La visite présidentielle dans les exploitations avicoles n’est pas un simple exercice de proximité. Elle révèle une méthode de gouvernement qui part du réel productif, observe les forces existantes, puis structurer l’appui public autour d’acteurs nationaux déjà engagés. En mettant en lumière des entrepreneurs gabonais qui produisent, investissent et créent de la valeur, Oligui Nguema rompt avec une culture de rente administrative pour réhabiliter la centralité du travail. Cette posture, sobre mais ferme, redonne une dignité politique au monde rural et productif, longtemps invisibilisé dans les stratégies de développement.
Le plan de financement annoncé via la BCEG marque un tournant institutionnel. Des crédits substantiels, à taux préférentiel, orientés vers la production réelle, assortis d’exigences de performance et de délais clairs marque une rupture avec les politiques de soutien diffus et inefficaces qui ont trop souvent nourri l’endettement sans impact. En ciblant l’aviculture, secteur à fort rendement social et économique, le chef de l’État inscrit son action dans une logique de substitution aux importations, anticipant l’interdiction du poulet de chair importé à l’horizon 2027. La décision n’est pas protectionniste par dogme, elle est souverainiste par rationalité.
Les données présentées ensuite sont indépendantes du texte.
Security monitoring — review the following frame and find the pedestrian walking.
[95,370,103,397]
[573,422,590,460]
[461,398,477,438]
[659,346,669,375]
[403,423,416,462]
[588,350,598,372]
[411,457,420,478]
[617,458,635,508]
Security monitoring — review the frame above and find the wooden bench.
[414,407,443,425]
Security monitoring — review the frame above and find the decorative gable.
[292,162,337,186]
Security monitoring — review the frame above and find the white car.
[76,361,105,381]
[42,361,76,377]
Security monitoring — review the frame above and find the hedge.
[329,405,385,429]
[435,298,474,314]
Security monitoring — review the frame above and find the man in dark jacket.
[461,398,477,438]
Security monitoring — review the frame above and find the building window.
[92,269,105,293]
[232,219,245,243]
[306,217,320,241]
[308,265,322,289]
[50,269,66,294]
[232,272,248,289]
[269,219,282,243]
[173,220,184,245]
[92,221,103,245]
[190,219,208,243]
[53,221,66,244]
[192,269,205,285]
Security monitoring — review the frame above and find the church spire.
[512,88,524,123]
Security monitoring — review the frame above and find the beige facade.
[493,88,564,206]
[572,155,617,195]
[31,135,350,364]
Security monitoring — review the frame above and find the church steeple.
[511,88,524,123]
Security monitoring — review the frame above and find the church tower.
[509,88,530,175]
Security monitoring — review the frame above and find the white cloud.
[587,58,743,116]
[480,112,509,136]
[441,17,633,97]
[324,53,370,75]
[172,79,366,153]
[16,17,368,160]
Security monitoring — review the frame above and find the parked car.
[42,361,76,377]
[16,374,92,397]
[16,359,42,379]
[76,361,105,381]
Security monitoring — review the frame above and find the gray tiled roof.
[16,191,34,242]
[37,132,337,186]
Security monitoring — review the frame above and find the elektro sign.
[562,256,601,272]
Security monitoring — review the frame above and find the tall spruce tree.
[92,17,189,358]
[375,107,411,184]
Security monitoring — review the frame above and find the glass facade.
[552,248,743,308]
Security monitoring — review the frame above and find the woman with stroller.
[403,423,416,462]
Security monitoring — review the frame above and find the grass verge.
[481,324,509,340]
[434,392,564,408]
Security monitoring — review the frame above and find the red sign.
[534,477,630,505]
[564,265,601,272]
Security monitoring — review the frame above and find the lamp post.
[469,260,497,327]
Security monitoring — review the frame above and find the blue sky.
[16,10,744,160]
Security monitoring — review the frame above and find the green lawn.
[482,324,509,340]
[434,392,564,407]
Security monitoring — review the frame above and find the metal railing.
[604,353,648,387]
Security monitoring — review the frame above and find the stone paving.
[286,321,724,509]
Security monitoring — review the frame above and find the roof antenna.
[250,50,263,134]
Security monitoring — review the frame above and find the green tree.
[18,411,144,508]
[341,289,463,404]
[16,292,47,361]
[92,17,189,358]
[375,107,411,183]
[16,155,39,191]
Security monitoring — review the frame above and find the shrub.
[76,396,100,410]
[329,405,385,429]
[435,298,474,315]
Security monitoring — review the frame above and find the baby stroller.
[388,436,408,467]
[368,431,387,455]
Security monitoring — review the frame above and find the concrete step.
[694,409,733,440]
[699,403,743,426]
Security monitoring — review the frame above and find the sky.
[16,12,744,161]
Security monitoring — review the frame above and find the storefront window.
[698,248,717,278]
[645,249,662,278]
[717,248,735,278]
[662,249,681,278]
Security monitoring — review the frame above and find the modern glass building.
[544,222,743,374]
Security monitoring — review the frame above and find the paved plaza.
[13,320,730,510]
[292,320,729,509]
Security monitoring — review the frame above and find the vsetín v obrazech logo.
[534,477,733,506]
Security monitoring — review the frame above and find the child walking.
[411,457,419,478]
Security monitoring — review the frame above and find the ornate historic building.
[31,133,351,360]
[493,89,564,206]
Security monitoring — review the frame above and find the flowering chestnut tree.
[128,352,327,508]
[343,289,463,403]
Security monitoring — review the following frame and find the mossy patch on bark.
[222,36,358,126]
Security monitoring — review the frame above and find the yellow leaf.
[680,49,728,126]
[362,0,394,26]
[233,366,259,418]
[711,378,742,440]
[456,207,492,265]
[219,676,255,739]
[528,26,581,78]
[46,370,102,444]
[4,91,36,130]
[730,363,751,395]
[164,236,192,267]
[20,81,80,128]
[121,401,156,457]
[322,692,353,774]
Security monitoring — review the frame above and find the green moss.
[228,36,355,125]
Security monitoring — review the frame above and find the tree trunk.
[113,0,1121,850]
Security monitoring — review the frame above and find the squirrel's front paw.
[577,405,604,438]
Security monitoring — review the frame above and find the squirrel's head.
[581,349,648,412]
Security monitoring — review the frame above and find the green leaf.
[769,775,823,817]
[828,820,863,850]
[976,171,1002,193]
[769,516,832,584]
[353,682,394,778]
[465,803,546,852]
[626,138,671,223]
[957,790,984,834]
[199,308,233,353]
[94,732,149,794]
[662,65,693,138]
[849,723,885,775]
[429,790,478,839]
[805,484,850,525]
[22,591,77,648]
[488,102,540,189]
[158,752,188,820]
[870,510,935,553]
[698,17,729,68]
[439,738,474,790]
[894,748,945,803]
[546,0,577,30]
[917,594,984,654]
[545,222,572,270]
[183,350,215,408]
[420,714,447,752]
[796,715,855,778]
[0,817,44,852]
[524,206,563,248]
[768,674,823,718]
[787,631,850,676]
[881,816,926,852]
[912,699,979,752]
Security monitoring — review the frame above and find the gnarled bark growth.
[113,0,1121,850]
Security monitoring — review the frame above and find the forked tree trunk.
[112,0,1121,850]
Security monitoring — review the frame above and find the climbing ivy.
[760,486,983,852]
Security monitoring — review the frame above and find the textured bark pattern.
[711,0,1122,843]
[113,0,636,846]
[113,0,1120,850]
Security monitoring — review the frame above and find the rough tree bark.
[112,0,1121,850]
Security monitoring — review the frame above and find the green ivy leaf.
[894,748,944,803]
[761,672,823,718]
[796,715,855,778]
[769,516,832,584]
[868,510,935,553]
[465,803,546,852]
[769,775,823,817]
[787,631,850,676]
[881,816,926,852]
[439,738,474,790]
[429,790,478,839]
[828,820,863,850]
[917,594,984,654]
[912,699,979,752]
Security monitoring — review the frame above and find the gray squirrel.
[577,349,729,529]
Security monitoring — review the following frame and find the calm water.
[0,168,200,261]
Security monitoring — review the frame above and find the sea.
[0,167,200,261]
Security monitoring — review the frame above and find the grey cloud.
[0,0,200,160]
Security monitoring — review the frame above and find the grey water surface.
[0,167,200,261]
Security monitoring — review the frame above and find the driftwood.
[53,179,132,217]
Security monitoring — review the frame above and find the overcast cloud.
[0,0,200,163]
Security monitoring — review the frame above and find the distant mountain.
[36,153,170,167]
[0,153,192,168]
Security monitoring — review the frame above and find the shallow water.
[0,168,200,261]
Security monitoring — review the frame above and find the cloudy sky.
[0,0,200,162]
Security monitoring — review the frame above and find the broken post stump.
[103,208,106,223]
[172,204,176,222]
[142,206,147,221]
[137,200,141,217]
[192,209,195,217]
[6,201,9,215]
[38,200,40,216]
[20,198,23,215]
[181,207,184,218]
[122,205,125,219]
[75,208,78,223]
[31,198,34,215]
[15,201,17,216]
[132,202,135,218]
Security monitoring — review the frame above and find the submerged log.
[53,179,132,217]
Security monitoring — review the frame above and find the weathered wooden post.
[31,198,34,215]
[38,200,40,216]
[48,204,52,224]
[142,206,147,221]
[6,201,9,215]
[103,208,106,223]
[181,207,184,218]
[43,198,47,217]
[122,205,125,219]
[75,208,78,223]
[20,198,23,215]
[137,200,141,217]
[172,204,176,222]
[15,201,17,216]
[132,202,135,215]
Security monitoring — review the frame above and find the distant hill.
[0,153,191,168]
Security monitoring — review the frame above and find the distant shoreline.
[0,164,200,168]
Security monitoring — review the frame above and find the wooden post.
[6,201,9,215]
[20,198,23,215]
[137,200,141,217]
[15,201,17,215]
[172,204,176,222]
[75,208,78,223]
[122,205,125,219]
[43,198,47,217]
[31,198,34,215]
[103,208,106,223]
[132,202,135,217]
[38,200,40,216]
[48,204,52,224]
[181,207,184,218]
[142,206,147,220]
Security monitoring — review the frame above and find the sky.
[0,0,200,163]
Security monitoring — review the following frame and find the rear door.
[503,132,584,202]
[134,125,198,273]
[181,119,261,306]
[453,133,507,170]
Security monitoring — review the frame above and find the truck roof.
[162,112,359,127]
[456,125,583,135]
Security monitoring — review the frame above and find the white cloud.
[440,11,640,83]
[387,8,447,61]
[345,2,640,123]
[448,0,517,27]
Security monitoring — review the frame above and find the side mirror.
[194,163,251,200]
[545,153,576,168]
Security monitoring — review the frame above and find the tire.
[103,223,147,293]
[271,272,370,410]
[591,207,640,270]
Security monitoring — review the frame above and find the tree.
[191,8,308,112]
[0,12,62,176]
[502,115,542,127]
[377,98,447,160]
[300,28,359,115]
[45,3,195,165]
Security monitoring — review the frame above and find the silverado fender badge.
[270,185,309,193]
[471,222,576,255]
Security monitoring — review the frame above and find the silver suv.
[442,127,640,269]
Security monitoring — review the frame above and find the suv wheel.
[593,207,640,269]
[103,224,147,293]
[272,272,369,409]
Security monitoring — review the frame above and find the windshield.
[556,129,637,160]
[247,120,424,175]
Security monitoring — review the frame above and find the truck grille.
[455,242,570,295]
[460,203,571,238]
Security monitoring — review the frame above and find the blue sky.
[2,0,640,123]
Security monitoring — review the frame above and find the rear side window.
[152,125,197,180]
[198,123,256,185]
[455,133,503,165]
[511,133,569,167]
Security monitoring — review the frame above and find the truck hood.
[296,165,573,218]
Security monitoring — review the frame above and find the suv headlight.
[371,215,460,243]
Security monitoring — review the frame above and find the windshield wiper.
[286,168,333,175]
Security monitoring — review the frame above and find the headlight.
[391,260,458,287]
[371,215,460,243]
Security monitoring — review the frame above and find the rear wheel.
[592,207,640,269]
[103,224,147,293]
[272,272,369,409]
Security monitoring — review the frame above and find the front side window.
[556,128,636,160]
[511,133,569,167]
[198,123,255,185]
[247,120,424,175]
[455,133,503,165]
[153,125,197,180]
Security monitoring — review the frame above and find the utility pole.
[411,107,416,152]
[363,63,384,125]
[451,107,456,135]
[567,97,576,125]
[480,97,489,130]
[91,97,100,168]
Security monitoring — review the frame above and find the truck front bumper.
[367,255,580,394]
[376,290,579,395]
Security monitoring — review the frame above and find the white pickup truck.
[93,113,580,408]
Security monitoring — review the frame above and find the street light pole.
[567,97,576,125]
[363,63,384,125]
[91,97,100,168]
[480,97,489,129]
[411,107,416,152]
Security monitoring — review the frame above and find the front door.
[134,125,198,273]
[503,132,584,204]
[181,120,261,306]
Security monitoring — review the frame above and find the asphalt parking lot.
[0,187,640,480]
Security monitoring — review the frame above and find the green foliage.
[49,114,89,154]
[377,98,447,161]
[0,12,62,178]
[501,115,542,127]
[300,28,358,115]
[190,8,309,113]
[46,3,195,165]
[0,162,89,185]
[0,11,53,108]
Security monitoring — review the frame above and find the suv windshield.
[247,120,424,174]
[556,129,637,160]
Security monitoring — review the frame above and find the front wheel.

Cette politique s’inscrit pleinement dans une vision panafricaine contemporaine de produire ce que l’on consomme, sécuriser les chaînes alimentaires, redonner aux nations africaines la maîtrise de leurs choix stratégiques. Oligui Nguema rejoint ainsi cette nouvelle génération de dirigeants africains qui ne théorisent plus la souveraineté, mais la construisent par des actes économiques précis, mesurables et ancrés dans les territoires. Le Gabon devient un laboratoire discret mais sérieux d’un État stratège, qui planifie, finance et accompagne sans étouffer.
Au-delà de l’aviculture, c’est une philosophie du pouvoir qui se dessine : celle d’un leadership qui ne promet pas l’abondance, mais organise la capacité nationale à la produire. Et c’est peut-être là, dans cette rigueur silencieuse et cette verticalité assumée, que se loge la marque des dirigeants africains appelés à compter durablement dans l’histoire politique du continent.